Dolores articulares y dolores de espalda

Una articulación forma la conexión móvil entre dos o más huesos.

En una articulación sana, el cartílago articular y el líquido sinovial aseguran que los extremos del hueso puedan articular suavemente entre sí, sin mucha fricción.

El cartílago articular es un tejido blanco y elástico que actúa como una capa amortiguadora y deslizante y además envuelve la parte de los huesos que están en contacto entre si.

El cartílago tiene una superficie lisa, se deforma con facilidad pero a la vez es muy resistente.

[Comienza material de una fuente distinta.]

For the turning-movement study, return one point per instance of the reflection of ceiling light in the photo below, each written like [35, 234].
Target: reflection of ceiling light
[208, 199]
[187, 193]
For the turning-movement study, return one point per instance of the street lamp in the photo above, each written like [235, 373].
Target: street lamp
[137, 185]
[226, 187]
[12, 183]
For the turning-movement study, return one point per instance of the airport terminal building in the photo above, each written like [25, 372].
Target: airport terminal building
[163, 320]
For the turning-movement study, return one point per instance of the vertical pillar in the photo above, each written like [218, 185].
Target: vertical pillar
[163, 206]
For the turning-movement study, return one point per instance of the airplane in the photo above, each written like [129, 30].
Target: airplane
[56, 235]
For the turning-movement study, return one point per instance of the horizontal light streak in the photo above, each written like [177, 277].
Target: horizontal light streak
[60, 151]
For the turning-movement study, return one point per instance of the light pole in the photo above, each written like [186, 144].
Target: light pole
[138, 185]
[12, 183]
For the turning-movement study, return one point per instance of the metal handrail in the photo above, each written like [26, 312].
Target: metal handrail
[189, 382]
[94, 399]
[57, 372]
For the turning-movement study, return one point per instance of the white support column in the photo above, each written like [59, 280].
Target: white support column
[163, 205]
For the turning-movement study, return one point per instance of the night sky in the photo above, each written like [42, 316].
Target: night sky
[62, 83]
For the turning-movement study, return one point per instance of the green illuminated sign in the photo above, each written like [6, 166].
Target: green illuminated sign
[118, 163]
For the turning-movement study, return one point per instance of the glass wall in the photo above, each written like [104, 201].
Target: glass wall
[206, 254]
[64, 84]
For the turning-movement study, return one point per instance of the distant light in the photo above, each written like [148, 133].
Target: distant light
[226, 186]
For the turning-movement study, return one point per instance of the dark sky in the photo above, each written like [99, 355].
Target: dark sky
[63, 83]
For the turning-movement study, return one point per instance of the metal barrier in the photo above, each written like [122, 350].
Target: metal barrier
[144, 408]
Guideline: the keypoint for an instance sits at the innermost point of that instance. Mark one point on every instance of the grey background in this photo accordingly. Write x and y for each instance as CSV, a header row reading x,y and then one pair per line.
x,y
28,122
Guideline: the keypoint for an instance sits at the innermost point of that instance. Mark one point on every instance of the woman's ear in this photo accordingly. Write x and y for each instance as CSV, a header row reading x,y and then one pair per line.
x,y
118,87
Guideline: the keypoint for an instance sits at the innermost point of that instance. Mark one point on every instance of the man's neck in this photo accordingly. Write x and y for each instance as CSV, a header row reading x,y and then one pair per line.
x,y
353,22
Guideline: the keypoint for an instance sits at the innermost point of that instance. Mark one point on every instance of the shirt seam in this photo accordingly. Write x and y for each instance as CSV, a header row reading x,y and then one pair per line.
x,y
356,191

Por lo tanto, los movimientos del cuerpo humano serían muy difíciles si no tuviéramos cartílago, así que, es muy importante cuidar nuestros cartílagos articulares para que mantengan su elasticidad toda la vida y podamos ejercer un nivel de actividad alto, incluso a edades avanzadas.

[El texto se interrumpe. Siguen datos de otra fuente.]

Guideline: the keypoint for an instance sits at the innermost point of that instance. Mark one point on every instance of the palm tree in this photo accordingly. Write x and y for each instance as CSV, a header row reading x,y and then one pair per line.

En el caso de dolor articular, como ocurre en la artrosis, la capa de cartílago articular se hace más delgada y rugosa. Las superficies articulares ya no son lisas ni elásticas, y se acompañan de dolor e inflamación.

 

Causas del Desgaste Articular

El cuerpo humano con el tiempo va deteriorándose y las articulaciones no son la excepción, y tarde o temprano la pérdida de cartílago aparece y se manifiesta con dolor, pero no solo el tiempo es un factor para este tipo de desgaste, también lo es un peso corporal excesivo, unas extremidades inferiores desalineadas, la extirpación o rotura de un menisco, las roturas de los ligamentos, las fracturas articulares o la sobrecarga continua de una parte de la articulación aceleran esta enfermedad.

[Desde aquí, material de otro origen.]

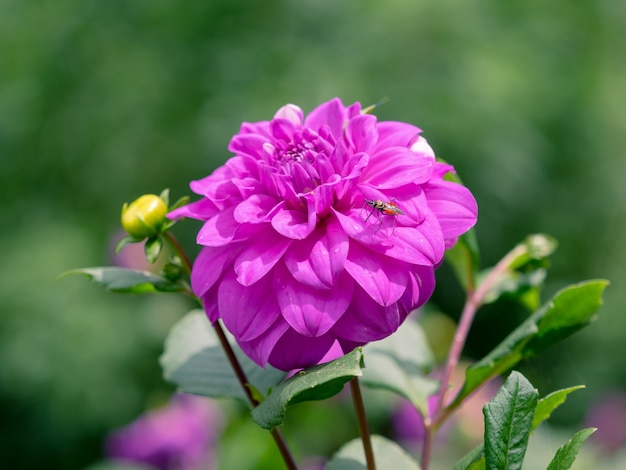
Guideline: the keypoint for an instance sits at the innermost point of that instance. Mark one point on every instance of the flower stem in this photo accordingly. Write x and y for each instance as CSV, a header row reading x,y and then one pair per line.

Sobrecargas y cargas incorrectas

El desgaste articular se produce cuando la articulación está sometida a cargas permanentes. También cuando se producen sobrecargas como sucede con personas que tienen sobrepeso, las personas que practican deportes de competición o en trabajadores con un esfuerzo repetido. La carga inapropiada, es decir, cuando aumenta la presión en una sola parte de la articulación, favorece el desgaste focal del cartílago. Esto es un fenómeno típico cuando hay una des-alineación de las extremidades, especialmente en los miembros inferiores; lo que se conoce como genu valgo (piernas en “X”) o genu varo (piernas en “O”).

La falta de ejercicio

Cuando no ejercitamos nuestro cuerpo también se desgastan las articulaciones ya que el movimiento estimula el metabolismo de los huesos y del cartílago, así como la formación de líquido sinovial. El líquido sinovial es un lubricante que también proporciona nutrientes al cartílago articular.

Enfermedades inflamatorias

Las enfermedades metabólicas, como la gota, depositan cristales en la articulación que aumentan la fricción y favorecen el daño del cartílago articular. La artritis reumatoide daña la articulación a través de la inflamación que puede llegar a destruir la articulación.

Genética

Hay familias que muestran una mayor frecuencia de pacientes artrósicos y también se ha visto que la artrosis no solo aparece en las articulaciones de carga. Se ha visto como la degeneración articular, tanto en la rodilla como en las articulaciones de los dedos de la mano, ocurren con más frecuencia en los miembros de una familia que en otras lo que ha llevado a estudiar genes que facilitan la aparición de la artrosis.